Les cas d’agressions sexuelles en nette hausse

Nations unies — L’ONU a recensé l’an dernier 69 cas d’agressions sexuelles qui auraient été commises par ses Casques bleus, davantage qu’en 2014 et concentrés sur deux pays : la République centrafricaine et la République démocratique du Congo (RDC).

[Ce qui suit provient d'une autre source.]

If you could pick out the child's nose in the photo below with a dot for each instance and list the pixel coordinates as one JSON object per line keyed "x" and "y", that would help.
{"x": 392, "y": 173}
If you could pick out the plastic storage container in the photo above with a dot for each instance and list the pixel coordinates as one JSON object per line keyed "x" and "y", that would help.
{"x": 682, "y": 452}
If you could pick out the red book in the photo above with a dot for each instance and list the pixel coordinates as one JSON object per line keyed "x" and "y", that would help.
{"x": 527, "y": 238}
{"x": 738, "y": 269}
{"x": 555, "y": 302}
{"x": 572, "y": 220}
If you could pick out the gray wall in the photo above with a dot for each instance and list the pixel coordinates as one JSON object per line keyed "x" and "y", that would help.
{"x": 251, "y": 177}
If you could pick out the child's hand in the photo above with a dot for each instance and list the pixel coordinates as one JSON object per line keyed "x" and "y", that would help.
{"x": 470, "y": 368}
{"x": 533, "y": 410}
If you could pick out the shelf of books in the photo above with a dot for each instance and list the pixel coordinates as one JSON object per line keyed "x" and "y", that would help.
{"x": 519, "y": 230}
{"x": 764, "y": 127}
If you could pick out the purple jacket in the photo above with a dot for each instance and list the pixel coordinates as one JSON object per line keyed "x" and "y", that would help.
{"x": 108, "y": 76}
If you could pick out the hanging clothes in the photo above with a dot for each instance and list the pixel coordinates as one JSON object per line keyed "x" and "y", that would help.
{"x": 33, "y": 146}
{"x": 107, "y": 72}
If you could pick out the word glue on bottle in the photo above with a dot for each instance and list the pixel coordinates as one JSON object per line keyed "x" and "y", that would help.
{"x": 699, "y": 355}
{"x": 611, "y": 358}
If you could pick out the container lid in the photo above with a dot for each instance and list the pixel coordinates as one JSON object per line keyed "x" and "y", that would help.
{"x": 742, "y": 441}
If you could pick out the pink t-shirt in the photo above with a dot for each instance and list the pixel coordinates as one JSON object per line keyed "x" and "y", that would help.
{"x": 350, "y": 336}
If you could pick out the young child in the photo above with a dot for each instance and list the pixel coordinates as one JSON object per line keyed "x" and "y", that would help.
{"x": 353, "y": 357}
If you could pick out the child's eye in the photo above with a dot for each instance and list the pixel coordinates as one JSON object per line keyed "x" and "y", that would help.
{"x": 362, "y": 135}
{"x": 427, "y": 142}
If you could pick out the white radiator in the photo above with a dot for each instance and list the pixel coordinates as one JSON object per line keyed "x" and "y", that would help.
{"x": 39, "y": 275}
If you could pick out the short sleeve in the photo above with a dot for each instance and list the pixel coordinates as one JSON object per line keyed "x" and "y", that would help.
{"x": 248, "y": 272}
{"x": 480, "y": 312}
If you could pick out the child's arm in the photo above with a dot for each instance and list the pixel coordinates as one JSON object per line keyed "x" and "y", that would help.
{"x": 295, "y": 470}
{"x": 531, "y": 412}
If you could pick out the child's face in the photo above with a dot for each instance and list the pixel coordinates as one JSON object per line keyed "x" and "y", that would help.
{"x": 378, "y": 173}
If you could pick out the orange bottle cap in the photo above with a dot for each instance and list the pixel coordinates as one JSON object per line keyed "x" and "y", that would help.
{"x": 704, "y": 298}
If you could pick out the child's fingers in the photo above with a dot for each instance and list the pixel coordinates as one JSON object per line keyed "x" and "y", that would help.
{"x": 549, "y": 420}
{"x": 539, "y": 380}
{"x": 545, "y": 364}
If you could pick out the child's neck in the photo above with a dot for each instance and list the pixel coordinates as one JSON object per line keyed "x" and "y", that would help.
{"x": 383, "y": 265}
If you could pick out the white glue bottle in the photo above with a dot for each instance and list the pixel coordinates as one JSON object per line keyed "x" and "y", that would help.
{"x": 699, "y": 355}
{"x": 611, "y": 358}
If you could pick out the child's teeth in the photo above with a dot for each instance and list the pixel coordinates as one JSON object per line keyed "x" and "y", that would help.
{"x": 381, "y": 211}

Selon un rapport annuel du secrétaire général de l’ONU, Ban Ki-moon, c’est « une nette augmentation » par rapport à 2014 (52 cas), et davantage aussi qu’en 2013 (66).

Le rapport recommande de créer des cours martiales in situ pour juger les coupables et de prendre les empreintes génétiques de Casques bleus.

« La hausse du nombre d’accusations est très inquiétante », souligne une copie du document obtenue par l’AFP.

Sur les 69 cas d’accusations d’agressions ou d’exploitation sexuelles, 38 (55 %) ont été enregistrés dans deux des 16 missions de maintien de la paix de l’ONU dans le monde : 22 en Centrafrique et 16 en RDC.

Dans 19 cas au moins, les victimes étaient des mineurs.

En tout, des soldats ou policiers de 21 pays sont mis en cause, avec en tête la RDC (sept cas), le Maroc et l’Afrique du Sud (quatre cas).

Suivent le Cameroun, le Congo-Brazzaville, le Rwanda et la Tanzanie (trois cas chacun). Bénin, Burkina Faso, Burundi, Canada, Gabon sont concernés par 2 cas chacun.

Neuf autres pays ont à déplorer un cas d’agression ou d’exploitation sexuelle présumées (Allemagne, Ghana, Madagascar, Moldavie, Niger, Nigeria, Sénégal, Slovaquie, Togo).

C’est la première fois que l’ONU nomme ainsi tous les pays dont sont originaires les Casques bleus soupçonnés.

La réputation de ses soldats de la paix a été ternie depuis des mois par toute une série de scandales de viols et autres agressions sexuelles, notamment en Centrafrique où l’ONU a déployé 12 000 hommes en 2014.